Autopsie glaçante d'un couple d'artistes dysfonctionnel, ce long-métrage retrace le procès d'une autrice allemande (Sandra Hüller) accusée aux assises du meurtre de son mari, dans leur chalet des Alpes françaises.
Née le 17 juillet 1978 à Fécamp, Justine Triet grandit à Paris: "Ma mère a eu une vie assez complexe, travaillait et élevait trois enfants, dont deux n'étaient pas les siens. Mon père était très absent", a-t-elle raconté à l'AFP.

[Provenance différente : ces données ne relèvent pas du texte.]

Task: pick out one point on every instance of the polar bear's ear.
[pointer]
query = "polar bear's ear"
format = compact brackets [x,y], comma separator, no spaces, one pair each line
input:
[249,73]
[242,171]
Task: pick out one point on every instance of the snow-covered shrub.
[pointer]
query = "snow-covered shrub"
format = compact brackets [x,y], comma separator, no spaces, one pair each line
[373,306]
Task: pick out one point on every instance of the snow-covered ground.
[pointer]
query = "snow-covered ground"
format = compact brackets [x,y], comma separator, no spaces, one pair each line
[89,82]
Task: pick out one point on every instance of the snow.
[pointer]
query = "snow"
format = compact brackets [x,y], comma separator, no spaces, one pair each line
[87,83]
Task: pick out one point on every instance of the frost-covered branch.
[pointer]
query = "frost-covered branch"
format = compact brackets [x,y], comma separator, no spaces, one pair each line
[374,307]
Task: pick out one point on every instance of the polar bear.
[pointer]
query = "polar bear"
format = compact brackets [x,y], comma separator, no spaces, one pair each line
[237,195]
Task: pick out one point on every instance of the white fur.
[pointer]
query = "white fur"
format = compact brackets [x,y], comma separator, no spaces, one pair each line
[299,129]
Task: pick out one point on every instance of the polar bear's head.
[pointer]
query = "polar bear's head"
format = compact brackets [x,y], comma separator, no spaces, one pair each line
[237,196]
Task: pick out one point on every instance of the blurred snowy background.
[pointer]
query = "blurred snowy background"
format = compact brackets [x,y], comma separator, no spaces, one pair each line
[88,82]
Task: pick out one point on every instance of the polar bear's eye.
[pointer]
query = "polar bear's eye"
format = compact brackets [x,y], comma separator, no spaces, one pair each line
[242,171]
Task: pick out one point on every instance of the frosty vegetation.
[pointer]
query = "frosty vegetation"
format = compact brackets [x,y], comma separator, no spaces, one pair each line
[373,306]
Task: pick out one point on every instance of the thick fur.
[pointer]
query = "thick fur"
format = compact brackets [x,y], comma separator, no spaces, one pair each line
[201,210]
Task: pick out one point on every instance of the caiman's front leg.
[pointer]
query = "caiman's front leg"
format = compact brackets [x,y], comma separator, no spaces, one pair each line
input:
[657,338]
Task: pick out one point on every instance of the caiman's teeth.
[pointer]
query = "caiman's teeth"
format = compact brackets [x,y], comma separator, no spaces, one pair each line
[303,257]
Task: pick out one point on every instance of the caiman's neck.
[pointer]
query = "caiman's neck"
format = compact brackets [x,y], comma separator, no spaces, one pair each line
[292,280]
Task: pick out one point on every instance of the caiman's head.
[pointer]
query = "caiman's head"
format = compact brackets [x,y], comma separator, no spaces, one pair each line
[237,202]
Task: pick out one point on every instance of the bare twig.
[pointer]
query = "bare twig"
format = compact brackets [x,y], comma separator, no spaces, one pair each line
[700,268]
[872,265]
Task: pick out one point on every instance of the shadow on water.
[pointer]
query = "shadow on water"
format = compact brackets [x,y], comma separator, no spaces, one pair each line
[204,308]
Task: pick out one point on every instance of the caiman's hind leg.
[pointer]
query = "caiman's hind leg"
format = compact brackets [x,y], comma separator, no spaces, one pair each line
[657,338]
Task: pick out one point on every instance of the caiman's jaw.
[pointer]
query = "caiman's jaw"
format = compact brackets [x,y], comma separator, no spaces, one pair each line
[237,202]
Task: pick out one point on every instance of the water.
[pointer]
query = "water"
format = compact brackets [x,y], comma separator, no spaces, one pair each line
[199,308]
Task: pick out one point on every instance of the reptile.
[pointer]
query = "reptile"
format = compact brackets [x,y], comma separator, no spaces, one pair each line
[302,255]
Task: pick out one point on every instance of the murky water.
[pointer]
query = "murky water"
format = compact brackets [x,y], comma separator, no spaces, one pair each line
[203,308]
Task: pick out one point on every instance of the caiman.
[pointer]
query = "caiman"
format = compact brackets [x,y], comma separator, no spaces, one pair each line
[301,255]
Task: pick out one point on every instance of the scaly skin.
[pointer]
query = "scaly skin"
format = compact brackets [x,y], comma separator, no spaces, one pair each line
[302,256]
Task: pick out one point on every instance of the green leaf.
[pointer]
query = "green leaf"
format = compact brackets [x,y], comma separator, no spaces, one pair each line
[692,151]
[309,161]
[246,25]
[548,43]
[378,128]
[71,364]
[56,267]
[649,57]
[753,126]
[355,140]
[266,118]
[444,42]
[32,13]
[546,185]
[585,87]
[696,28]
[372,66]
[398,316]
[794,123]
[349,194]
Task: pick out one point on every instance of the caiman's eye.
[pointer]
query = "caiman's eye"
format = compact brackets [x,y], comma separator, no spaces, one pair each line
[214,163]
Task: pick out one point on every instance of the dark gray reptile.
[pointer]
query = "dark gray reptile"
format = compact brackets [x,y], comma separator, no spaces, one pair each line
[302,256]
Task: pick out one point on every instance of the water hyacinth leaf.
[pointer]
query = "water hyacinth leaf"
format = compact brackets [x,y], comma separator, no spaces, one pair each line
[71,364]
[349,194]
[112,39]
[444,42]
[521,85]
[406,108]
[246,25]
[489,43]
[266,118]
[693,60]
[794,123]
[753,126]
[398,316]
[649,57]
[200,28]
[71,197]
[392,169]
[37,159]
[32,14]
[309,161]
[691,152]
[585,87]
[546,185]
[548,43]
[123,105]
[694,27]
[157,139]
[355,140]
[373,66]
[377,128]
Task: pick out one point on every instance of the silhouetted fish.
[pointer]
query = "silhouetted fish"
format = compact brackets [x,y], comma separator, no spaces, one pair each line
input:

A 20 ans, elle entre aux Beaux-Arts de Paris avec la volonté de devenir peintre. Puis après deux ans d'études, elle abandonne la peinture pour se consacrer à la vidéo et au montage.

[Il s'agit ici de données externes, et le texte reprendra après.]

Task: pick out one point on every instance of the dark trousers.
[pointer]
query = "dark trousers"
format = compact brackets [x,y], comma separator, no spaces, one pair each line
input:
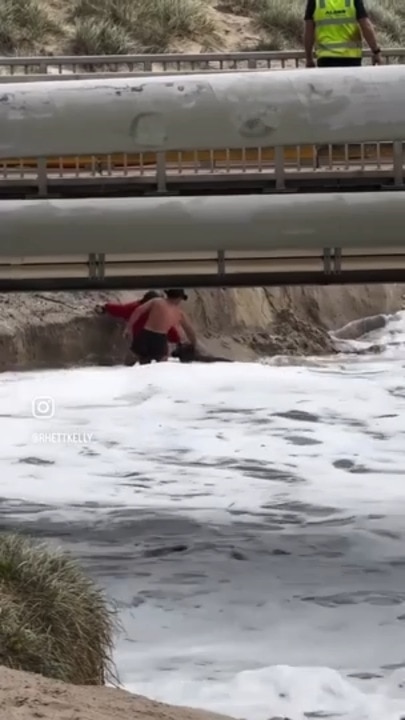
[339,62]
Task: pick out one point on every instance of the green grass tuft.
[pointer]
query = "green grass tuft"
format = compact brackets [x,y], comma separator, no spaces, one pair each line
[53,619]
[24,26]
[119,26]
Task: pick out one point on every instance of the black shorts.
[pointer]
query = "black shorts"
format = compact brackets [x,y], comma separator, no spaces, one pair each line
[339,62]
[148,346]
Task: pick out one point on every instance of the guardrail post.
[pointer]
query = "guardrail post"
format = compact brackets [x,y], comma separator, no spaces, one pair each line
[42,178]
[398,158]
[279,169]
[161,172]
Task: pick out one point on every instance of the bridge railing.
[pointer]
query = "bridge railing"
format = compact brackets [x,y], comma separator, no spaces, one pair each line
[74,64]
[370,164]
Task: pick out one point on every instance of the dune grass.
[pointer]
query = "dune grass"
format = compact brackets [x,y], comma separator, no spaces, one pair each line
[104,27]
[24,26]
[53,619]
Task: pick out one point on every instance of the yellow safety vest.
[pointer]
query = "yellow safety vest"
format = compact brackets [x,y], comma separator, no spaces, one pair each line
[337,33]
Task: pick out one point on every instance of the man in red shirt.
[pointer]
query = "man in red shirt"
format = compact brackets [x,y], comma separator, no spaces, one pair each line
[125,310]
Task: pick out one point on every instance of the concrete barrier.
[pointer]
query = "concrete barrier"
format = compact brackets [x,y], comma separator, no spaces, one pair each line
[151,225]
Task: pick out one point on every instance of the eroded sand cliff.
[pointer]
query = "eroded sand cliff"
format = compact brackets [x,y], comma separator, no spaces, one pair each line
[51,330]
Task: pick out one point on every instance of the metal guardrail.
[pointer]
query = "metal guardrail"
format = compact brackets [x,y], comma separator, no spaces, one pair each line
[169,62]
[370,165]
[209,269]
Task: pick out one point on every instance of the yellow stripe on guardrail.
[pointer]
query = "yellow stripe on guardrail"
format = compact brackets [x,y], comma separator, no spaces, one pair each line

En 2007, elle réalise son premier documentaire, "Sur place", un film à la marge de la vidéo, sur les manifestations étudiantes contre le Contrat premier embauche (CPE). Dans cette théâtralisation du réel, elle interroge la place de l'individu dans le groupe.
Intéressée par les grands moments de tensions sociales, elle tourne un nouveau documentaire, "Solférino", pendant la présidentielle de 2007, qui va lui servir de brouillon pour son premier long-métrage.
Ce sera "La bataille de Solférino", qui fait sensation à Cannes en 2013, alors qu'il était programmé dans une sélection parallèle du Festival.
Un an plus tard, cette "dramédie" avec Laetitia Dosch et Vincent Macaigne, tournée en pleine foule le jour du second tour de la présidentielle française, était nommée aux César 2014 dans la catégorie du meilleur film.
- "Ne pas sacrifier mes ambitions" -
Cette accro des séries télé voit consacrée sa réputation de réalisatrice prometteuse avec "Victoria" (2016), qui fait près de 700.000 entrées. Désarroi sentimental, désabusement face à l'absurdité de l'existence, le tout emmené par des dialogues hilarants, "Victoria" se place dans la même veine que "La bataille".
Le film, porté par Virginie Efira en mère-célibataire et avocate pénaliste en pleine crise de nerfs, est nommé cinq fois aux César 2017, notamment dans les catégories du meilleur film et de la meilleure actrice.
Fidèle à ses interprètes, elle retrouve Efira en 2019 dans "Sibyl": l'actrice incarne une romancière reconvertie en psychanalyste et Triet s'entoure de têtes d'affiche du cinéma français comme Adèle Exarchopoulos, Gaspard Ulliel et Niels Schneider. Le film est en sélection officielle à Cannes.
Parisienne, Justine Triet travaille en famille, co-écrivant "Anatomie d'une chute" avec son compagnon, le réalisateur et acteur Arthur Harari, une autre figure du cinéma d'auteur.
Si elle se dit "instinctive", son cinéma, qui ne laisse rien au hasard, est très réfléchi, "questionnant beaucoup les rapports entre les hommes et les femmes qui sont au centre de notre vie aujourd'hui".
"Je n'ai pas attendu #MeToo pour que la personne qui vit avec moi travaille presque plus que moi avec les enfants à la maison", souligne-t-elle. "Je m'organise pour ne pas sacrifier mes ambitions".
Le cinéma doit contribuer "à la révolution sociétale" féministe, estime-t-elle. "Pendant très longtemps, quand je regardais des films, je me prenais pour le garçon, je m'identifiais au rôle masculin", faute de rôles féminins forts.
"On a besoin de récits faits par des femmes, réalisés par des femmes, jugés par des femmes. On est encore très loin de la parité", ajoute celle qui a profité de la tribune mondiale offerte par la remise de sa Palme d'or pour dénoncer la façon dont le gouvernement français avait "nié de façon choquante" le mouvement contre la réforme des retraites.